Codey jumped up and stared into Vincent's wide, pale eyes. His pounding heart quieted.
"I was listening to that," he said.
"And vibrating the whole house. You didn't even hear me yelling."
Codey sat back down on the unmade bed but didn't give his brother the satisfaction of an answer.
"What are you doing home so early anyway, and where's Brett?" Vince said.
"He went to the store, and I could ask you the same thing, it's still daylight."
Vince combed his fingers through his brown hair. He wore his construction uniform and was covered in drywall dust and specks of plaster.
"I've got to get a shower, Laura's coming."

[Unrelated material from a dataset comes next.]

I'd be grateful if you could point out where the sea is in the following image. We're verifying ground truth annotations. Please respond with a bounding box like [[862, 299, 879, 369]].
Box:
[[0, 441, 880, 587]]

Codey covered his face with his hands and his neck muscles tightened despite his efforts to stay relaxed. He knew why Vince was home so early. He and Laura had a date. Codey looked at his calloused palms and at the clean bandages. Red showed behind the flesh colored plastic.

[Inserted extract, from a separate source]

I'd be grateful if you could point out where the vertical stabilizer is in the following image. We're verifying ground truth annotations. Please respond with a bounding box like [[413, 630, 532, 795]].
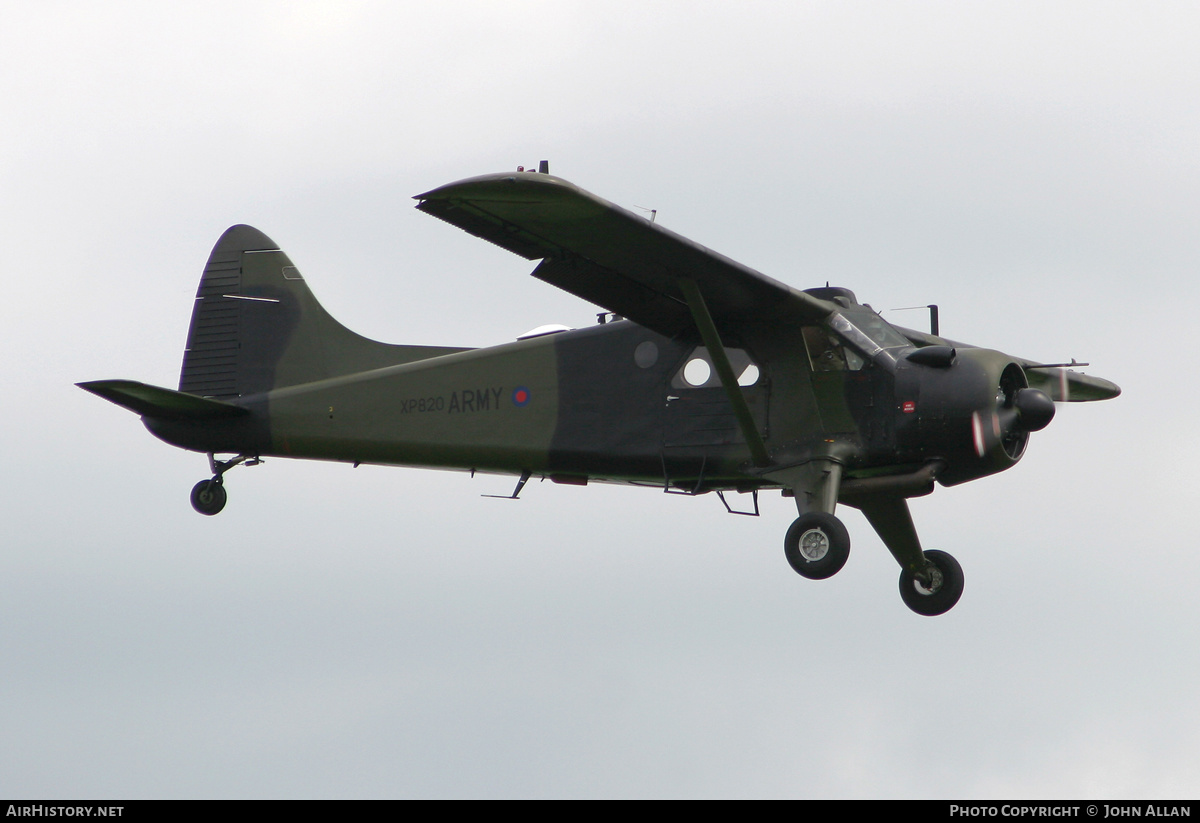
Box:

"What'd you do to your hand?"
"Nothing, just busted it off a truck."
"It's still bleeding, let me see."
Vince took him by the wrist and yanked one side of each bandage up before Codey could protest. Codey pulled back.
"It's deep, looks like you need stitches."

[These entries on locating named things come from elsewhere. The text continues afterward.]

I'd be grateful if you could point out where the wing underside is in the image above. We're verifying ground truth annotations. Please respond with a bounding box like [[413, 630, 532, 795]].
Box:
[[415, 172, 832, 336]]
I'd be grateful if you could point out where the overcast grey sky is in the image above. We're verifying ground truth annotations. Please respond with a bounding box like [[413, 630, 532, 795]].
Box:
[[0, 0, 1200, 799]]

"Does not," Codey said. He smoothed the bandages down.
"It's not going to stop bleeding unless it's stitched."
"I've seen a lot more cuts than you and I'm saying it doesn't need anything, it'll be fine."
"It's not my fault you got yourself tangled up with the gang, and if you would've gotten stitches, the scars you have wouldn't be so bad."
Codey's temples thumped. He glanced at the rough, pale skin stretching six inches from his left shoulder to his chest, but he didn't bother telling Vince most of his scars hadn't come from the three years he hung with the gang. He couldn't remember exactly where he had gotten them though.
He stood and picked up a t-shirt from the floor under the window. He plucked his keys from his work jeans by the bedroom door and started down the hallway.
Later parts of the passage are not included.